EP51B-0919
Inter-Granular Relationships and Characterization of Bed Structures for Fluvial Sediment in Gravel-Bed Rivers Using Computed Tomography

Friday, 18 December 2015
Poster Hall (Moscone South)
Hal Voepel, University of Southampton, Geography and Environment, Southampton, SO14, United Kingdom, Sharif I Ahmed, University of Southampton, Micro-Vis CT Imaging Centre, Southampton, United Kingdom, Rebecca A Hodge, University of Durham, Department of Geography, Durham, United Kingdom, Julian Leyland, University of Southampton, Southampton, United Kingdom and David Ayres Sear, University of Southampton, Geography and Environment, Southampton, United Kingdom
Abstract:
Uncertainty in bedload estimates for gravel bed rivers is largely driven by our inability to characterize arrangement, orientation and resultant forces of fluvial sediment in river beds. Water working of grains leads to structural differences between areas of the bed through particle sorting, packing, imbrication, mortaring and degree of bed armoring. In this study, non-destructive, micro-focus X-ray computed tomography (CT) imaging in 3D is used to visualize, quantify and assess the internal geometry of sections of a flume bed that have been extracted keeping their fabric intact. Flume experiments were conducted at 1:1 scaling of our prototype river. From the volume, center of mass, points of contact, and protrusion of individual grains derived from 3D scan data we estimate 3D static force properties at the grain-scale such as pivoting angles, buoyancy and gravity forces, and local grain exposure.
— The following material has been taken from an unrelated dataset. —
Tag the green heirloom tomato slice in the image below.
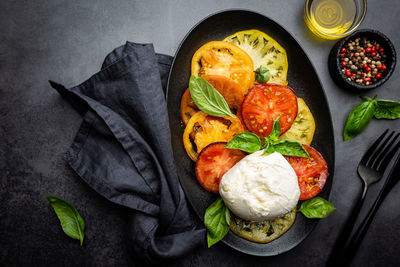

By aggregating representative samples of grain-scale properties of localized interacting sediment into overall metrics, we derive inter-granular relationships to compare and contrast bed structure and stability at a macro-scale. This is the first time bed stability has been studied in 3D using CT scanned images of sediment from the bed surface to depths well into the subsurface. The derived metrics and inter-granular relationships and characterization of bed structures will lead to improved bedload estimates with reduced uncertainty.